Community Pulling Together
At a small gathering of several state senators and business owners affected by the riots and looting on June 9, on the sidewalk next to the burnt down Minnehaha Lake Wine & Spirits on East Lake Street, Steve Krause, the owner told the crowd, “I’ve been here 33 years. It is our intention to rebuild, we obviously need help.”
Krause says that he can’t do it alone. “By myself, a liquor store in the community that doesn’t enjoy economic vibrancy, and with a community that looks like this, there’s no point in rebuilding a liquor store. We need the commitment of other space holders and with your support to come back.”
Mike Shoff, the owner of Shoff Chiropractic, also lost everything in the fire. He bought his clinic 28 years ago from another chiropractor who had been in the area for 40 years. He said that “without the help of the city, state, and federal, that the recovery is going to be very difficult. It’s still going to be a 10-year process.”
The teenage granddaughter of La Alborada Market broke down while speaking. “It’s really sad and frustrating seeing this community being destroyed when I grew up here, and just seeing how beautiful it was, and destroyed.”
“This is just really unfair. Just because people are being racist toward people of color, and it’s not her fault. This is really sad and frustrating. My grandparents are old. When they were little, they grew up with no food, no clothes. And just seeing their business destroyed, and thank God we could get through this.”
At the Hennepin Healthcare East Lake Clinic, volunteers prepared bags of essential items and food donated by the community and Liberty Diversified.

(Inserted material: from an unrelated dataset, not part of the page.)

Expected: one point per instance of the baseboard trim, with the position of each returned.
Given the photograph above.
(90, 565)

“With all the latest events, we felt that our community was left without any immediate supply like groceries and hygiene items,” Mariela Ardemagni-Tollin, a community health worker at Hennepin Healthcare told the Epoch Times. “We felt that we needed to be here for our community to show them that our clinic, even though we are not operating right now from this location, that we are still here for them and that we will be here for them, supporting them.”
Ardemagni-Tollin said that they identified 1,600 patients who lived in the area and called those patients about the food drive. “We know there’s no grocery stores close. We’re also working hard at the clinic to meet their needs as far as medications, and where they can go and get them because there’s no pharmacies around here.”
Local resident Authur Taripp said he’s lived in the neighborhood for one year. For him, grocery shopping and getting his high blood pressure medication is harder now. “You got to go way out for grocery shopping now,” Taripp told The Epoch Times. “I supposed to get medication today, but I can’t get it because Walgreens ain’t open. It’s just hard trying getting them now.”
At the parking lot of Target, Kris Lovekeys, a volunteer with Voices From the Ashes, a nonprofit organization in the making, was setting up canned and boxed foods. “We are giving away food, clothes, medical supplies,” Lovekeys told The Epoch Times.
She said her organization began a week-and-a-half ago to give voices to the “unheard voices of Minneapolis.” They work with High Hope’s Free Kitchen to offer warm, cooked foods to the community.
Next door to Lovekeys, free hot dogs, chips, and water were being handed out by the Minneapolis Building and Construction Trades Council. “Various trades that donated the money to the Minneapolis Building Trades is sponsoring the event using the Labors semi-truck,” Kim Maher, workforce relations coordinator at Local 563 said to The Epoch Times. “It’s generally the full trades, the different unions that’s coming together today to help the community and the people here.”
“I think it’s great. It’s great to show everybody helping everybody.”